Context windows have limits. Most models cap out between 32K and 128K tokens. A long conversation will eventually overflow.

Simple Sliding Window

For most apps, a sliding window works well. Keep the system message, drop the oldest user/assistant pairs when history exceeds a token budget:

function trimHistory(messages, maxTurns = 20) {
  const system = messages.filter((m) => m.role === "system");
  const conversation = messages.filter((m) => m.role !== "system");

  // Keep the most recent maxTurns * 2 messages (user + assistant pairs)
  const trimmed = conversation.slice(-maxTurns * 2);
  return [...system, ...trimmed];
}

Call this before sending to the server:

const response = await fetch("/chat", {
  method: "POST",
  headers: { "Content-Type": "application/json" },
  body: JSON.stringify({ messages: trimHistory(history) }),
});

Summarization for Longer Sessions

For sessions that need to persist longer context, you can periodically summarize old turns:

async function summarizeOldTurns(messages) {
  const toSummarize = messages.slice(1, -10); // Keep system + last 10
  const recent = messages.slice(-10);

  if (toSummarize.length < 6) return messages; // Not worth summarizing yet

  const summaryResponse = await client.chat.completions.create({
    model: "llama-4-scout", // Cheaper model for summarization
    messages: [
      {
        role: "user",
        content: `Summarize this conversation in 3-4 sentences:\n\n${toSummarize
          .map((m) => `${m.role}: ${m.content}`)
          .join("\n")}`,
      },
    ],
  });

  const summary = summaryResponse.choices[0].message.content;

  return [
    messages[0], // system
    { role: "system", content: `Earlier conversation summary: ${summary}` },
    ...recent,
  ];
}

This approach costs one extra API call every N turns but keeps context manageable for hour-long sessions.

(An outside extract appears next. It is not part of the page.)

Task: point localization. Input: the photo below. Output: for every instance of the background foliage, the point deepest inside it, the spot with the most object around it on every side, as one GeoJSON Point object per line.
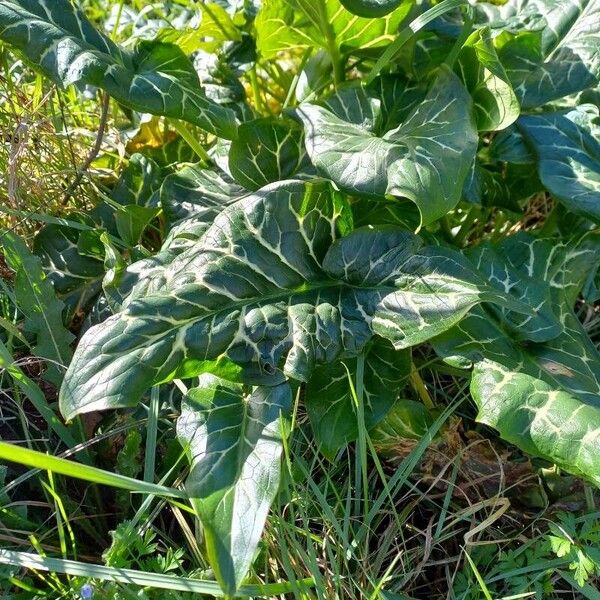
{"type": "Point", "coordinates": [334, 269]}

Error Handling and Reconnection

Production apps need to handle mid-stream failures gracefully. The server can drop the connection on network hiccups. A simple retry wrapper on the client covers most cases:

async function fetchWithRetry(url, options, maxRetries = 2) {
  for (let attempt = 0; attempt <= maxRetries; attempt++) {
    try {
      const response = await fetch(url, options);
      if (!response.ok) throw new Error(`HTTP ${response.status}`);
      return response;
    } catch (err) {
      if (attempt === maxRetries) throw err;
      await new Promise((r) => setTimeout(r, 500 * (attempt + 1)));
    }
  }
}

On the server side, catch stream errors explicitly and close the SSE connection cleanly rather than leaving it hanging:

req.on("close", () => {
  // Client disconnected -- abort the stream if still running
  stream.controller.abort();
});

Running the App

node server.js

Open http://localhost:3000 in a browser and start chatting. Tokens stream in as they generate.

Choosing a Model

GeneralCompute supports a range of models at different speed/capability trade-offs. For a chat app, a few good options:

| Model | Best for | |---|---| | llama-4-maverick | General chat, good balance of quality and speed | | llama-4-scout | Faster responses, lower cost, great for lighter tasks | | qwen3-coder | Technical or coding-heavy conversations |

Swap the model string in the server to try different ones without touching anything else.

What to Build Next

This example covers the core loop. A few natural extensions:

Persistence: Store history in Redis or a database so conversations survive page reloads
Streaming to multiple clients: Use a message bus to fan a single inference stream to multiple WebSocket connections
Tool calling: Add function definitions to the messages array and handle tool_calls deltas in the stream loop
Rate limiting: Add per-user request throttling before deploying publicly

If you're building something production-ready, GeneralCompute's API docs cover the full completions API, available models, and rate limits. The API key that works in this example is the same one you'd use in any OpenAI SDK integration.